A man riding a white horse appeared under the gray sky, white smoke was rising from the muddy ground, and tanks in twos and threes plunged into the mud silently, a dead atmosphere. A grey beginning seems to mean a depressing ending.
"Warfather" Tang had just experienced a desperate battle with his teammates. During the repair period, Norman, a typist with no combat experience, was assigned to Fury, the tank of Tang's team, to replace the deputy who had just been killed. Initially, Norman could not accept this reality. However, the bloody battle made him grow from sadness, anger and panic, despair, and even a short-lived love. However, Norman's comrades were killed in the last battle, and only Norman was left as a hero. At the end of the film, his eyes looking out the window are mixed.

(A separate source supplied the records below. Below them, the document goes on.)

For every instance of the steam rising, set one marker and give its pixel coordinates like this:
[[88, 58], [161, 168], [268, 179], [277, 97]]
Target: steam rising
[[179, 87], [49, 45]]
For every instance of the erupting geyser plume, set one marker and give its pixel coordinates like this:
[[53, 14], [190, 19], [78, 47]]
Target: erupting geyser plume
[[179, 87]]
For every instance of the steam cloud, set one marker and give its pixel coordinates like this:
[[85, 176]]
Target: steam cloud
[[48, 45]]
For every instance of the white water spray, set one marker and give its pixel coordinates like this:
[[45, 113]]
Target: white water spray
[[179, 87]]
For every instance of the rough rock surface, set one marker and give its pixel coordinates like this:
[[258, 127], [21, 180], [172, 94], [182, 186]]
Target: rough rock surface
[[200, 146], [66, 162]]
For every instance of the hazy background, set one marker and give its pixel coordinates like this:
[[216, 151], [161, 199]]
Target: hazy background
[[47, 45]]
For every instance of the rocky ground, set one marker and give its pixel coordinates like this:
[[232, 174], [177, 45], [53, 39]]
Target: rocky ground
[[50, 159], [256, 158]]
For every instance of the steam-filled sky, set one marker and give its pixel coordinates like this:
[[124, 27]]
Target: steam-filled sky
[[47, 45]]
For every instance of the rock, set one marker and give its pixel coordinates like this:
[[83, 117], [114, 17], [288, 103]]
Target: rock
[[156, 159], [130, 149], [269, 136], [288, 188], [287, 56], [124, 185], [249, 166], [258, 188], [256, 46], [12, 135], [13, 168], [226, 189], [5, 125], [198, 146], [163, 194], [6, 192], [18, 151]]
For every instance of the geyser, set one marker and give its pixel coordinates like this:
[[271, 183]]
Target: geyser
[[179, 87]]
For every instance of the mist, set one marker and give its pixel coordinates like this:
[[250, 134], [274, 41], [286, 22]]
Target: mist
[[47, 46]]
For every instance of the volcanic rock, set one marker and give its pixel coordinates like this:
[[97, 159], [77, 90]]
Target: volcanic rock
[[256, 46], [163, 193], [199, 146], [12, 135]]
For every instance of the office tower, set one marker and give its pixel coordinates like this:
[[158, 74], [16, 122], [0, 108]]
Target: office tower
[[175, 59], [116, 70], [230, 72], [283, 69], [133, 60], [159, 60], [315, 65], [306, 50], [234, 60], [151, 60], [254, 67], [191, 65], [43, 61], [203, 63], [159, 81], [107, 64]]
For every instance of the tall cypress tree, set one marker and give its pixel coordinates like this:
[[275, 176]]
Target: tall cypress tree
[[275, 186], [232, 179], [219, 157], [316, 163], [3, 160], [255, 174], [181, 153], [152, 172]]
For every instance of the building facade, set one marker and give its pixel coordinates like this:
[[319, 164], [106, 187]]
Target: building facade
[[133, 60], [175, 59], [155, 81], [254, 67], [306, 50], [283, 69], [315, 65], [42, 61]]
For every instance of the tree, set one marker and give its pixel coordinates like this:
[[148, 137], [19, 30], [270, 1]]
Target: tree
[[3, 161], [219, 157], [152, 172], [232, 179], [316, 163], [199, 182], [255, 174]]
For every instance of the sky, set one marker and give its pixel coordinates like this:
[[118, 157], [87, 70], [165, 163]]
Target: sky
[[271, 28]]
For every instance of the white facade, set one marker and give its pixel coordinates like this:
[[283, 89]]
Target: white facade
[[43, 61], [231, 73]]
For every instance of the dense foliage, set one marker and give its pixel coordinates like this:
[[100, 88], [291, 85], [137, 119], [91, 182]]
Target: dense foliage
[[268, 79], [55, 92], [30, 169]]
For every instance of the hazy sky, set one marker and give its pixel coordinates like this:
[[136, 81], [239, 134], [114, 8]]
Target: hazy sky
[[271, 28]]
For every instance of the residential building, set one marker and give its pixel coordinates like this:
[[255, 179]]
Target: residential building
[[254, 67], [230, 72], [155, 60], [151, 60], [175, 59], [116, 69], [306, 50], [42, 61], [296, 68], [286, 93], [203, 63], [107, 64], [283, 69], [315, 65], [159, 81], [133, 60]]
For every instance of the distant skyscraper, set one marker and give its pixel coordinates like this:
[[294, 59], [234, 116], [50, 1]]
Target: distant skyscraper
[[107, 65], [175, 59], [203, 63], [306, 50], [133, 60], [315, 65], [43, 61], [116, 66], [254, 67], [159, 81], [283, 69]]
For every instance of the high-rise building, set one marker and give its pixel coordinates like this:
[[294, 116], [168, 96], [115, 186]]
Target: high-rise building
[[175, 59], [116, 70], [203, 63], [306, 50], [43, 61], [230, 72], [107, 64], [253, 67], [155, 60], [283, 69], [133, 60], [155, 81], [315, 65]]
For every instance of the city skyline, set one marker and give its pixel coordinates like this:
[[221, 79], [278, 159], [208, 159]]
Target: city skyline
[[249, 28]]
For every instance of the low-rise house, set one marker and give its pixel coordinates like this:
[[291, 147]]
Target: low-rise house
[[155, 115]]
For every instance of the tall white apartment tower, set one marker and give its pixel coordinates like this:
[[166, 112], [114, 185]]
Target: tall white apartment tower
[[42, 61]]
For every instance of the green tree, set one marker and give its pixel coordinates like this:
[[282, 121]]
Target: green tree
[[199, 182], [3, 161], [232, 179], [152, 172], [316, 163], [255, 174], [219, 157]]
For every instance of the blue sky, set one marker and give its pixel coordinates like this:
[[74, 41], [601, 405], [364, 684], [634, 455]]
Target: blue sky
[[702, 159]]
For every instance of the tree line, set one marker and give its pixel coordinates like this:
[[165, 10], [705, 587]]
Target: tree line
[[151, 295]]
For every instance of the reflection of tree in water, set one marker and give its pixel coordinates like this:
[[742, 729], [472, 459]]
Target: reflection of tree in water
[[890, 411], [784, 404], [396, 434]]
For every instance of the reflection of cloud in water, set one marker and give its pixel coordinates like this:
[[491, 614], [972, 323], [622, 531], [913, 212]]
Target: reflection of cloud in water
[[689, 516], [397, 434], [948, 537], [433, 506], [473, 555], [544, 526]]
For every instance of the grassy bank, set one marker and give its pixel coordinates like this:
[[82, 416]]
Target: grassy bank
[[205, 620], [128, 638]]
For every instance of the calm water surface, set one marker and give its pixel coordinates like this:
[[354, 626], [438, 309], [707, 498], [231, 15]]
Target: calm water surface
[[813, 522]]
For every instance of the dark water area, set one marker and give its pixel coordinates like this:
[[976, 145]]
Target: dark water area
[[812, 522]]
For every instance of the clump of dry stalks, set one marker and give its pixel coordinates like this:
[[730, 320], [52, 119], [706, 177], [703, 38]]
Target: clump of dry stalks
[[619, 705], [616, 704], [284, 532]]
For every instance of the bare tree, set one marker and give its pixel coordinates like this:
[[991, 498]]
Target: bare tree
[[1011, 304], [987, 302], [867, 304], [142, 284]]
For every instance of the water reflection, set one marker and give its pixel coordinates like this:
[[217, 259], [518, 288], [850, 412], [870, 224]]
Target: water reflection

Does a person's personality change?
The answer is yes, the change of Norman's character in the film is a good example. In fact, organizational behavior has also studied this: in 2012, Jackson, a behaviorist at the University of Washington, conducted an experiment jointly with the German Ministry of Defense. They spent six years measuring changes in conscripts' personalities and found that the process of reshaping soldiers' personalities by the army is much simpler than we thought, and it doesn't take long at all. According to the relevant theories of organizational behavior, "people's personality is like a river. After adulthood, although the width will not change much, the direction of the river will change. For a specific personality, people's tendency is in changing."
If people want to change, they must first accept reality, otherwise they will live in imagination. Unless you go crazy, that kind of imagination that cannot be verified from reality will only make people more painful. The new recruit Norman tried the war for the first time, and was extremely uncomfortable. He had his own ideals and values, but he was out of tune with the reality of war. In the end, choose to accept reality instead of mechanically guarding your fantasies. Accepting reality is easier said than done. The best, fastest and safest way is to release your vitality (mostly aggressive) in a stable enough relationship, to be seen, tolerated, and allowed by the relationship, and then you can accept the reality at the same time. Rely on. This is what Norman's team did: when Norman's mind struggled, Don and his team resolutely and harmlessly reversed Norman's worldview, telling Norman with facts that war kills, but we are On the side of justice, we will leave this battlefield alive. Norman, he has also become dependent on this team. When there is support, people can easily accept reality and mature.
Psychological worker Wu Zhihong said that trauma needs to be healed in a relationship. So, I think the most moving dialogue in the whole movie is what Norman said to Don when he decided to stay on the "broken down" tank and fight the Nazis in a final duel to his death:
"I'm staying with you."
Simple, yet powerful. Enough to melt the ice and snow, dispel the haze, enough to make one die calmly.